The CDC credited the nearly 54 percent decline to stricter laws against drunken driving and restrictions on teen driving privileges, such as limits on the hours teenagers may legally drive at night.
"We've seen really good progress," CDC Director Thomas Frieden told reporters. "We're moving in the right direction, but we need to keep up the momentum."
Despite the decrease, nearly 1 million high school students consumed alcohol before driving last year, the report showed.
Drinking and driving among teens is a factor in more than 800 deaths annually, and car crashes remain the leading cause of death among teens aged 16-19, the CDC said.

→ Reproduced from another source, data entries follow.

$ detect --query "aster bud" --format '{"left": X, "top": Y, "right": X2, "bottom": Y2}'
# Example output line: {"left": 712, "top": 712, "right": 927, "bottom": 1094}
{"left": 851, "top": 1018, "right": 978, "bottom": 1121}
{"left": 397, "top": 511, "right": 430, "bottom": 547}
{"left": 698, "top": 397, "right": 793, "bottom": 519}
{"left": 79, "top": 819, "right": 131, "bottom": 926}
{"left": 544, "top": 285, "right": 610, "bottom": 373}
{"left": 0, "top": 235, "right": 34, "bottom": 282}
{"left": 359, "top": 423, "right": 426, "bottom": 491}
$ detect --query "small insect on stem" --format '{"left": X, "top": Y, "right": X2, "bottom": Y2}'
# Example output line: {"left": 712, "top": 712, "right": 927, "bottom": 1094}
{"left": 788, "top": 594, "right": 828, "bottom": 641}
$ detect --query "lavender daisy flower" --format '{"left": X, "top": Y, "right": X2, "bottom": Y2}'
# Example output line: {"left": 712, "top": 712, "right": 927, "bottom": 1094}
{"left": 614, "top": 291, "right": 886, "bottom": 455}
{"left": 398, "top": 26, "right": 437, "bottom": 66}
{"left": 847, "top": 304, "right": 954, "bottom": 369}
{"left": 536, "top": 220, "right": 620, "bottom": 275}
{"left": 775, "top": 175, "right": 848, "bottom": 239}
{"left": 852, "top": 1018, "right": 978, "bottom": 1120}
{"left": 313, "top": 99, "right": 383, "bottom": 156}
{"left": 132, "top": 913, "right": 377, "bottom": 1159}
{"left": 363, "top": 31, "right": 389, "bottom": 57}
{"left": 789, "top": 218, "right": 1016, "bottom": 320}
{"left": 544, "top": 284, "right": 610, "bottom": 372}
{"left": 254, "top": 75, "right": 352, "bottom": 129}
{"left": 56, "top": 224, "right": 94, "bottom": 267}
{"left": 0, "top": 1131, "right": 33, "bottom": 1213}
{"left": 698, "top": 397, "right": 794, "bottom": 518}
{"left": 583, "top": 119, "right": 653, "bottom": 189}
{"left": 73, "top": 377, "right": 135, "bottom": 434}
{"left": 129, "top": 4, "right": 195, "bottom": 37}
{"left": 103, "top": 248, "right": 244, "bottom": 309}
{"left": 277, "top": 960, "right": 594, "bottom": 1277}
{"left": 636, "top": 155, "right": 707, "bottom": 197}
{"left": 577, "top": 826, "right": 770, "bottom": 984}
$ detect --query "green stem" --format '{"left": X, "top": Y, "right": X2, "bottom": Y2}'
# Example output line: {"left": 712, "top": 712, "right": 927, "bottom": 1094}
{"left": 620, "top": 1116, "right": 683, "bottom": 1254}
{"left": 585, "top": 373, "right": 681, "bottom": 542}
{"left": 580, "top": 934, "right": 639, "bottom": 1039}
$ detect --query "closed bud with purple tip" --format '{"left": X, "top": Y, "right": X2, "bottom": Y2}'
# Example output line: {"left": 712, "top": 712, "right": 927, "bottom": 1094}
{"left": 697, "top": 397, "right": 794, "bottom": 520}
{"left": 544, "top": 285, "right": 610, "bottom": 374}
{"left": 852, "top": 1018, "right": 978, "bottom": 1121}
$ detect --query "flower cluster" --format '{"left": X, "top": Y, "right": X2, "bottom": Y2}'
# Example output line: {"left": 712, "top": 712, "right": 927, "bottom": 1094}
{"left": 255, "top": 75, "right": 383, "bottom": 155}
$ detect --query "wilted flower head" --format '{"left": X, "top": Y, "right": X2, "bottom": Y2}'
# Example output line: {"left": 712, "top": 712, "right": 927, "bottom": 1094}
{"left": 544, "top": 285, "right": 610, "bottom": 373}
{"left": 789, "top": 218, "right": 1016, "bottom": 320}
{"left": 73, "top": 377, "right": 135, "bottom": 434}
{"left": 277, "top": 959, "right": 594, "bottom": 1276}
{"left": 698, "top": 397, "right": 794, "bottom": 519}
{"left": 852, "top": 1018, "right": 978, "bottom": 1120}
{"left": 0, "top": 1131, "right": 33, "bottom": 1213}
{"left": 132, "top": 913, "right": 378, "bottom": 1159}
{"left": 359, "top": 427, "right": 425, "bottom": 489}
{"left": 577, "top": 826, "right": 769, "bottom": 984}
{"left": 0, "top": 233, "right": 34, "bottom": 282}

For the report, the CDC analyzed risk behavior data collected from thousands of high school students through national surveys and from 41 states.
In 2011, the percentage of students who reported drinking and driving in the previous 30 days ranged from a low of 4.6 percent in Utah to a high of 14.5 percent in North Dakota.
Male students aged 18 and older were the most likely to drink and drive and 16-year-old female students were the least likely, the CDC said. Eighty-five percent of high school students who reported drinking and driving in the prior month also admitted binge drinking, defined as having five or more drinks during a short time period.
The CDC said another factor in the decline of teen drinking and driving was that high school students increasingly were driving less, possibly because of higher gasoline prices and a slowdown in the economy.
From 2000-2010, the percentage of high school seniors who did not drive during an average week jumped by almost a third from 15 percent to 22 percent, the health agency said.
Frieden said parents were vital in ensuring that rates of teen drinking and driving continue to decrease.
"Children see how their parents drive from a young age and model that behavior," he said. "Parents are a key part of the equation here."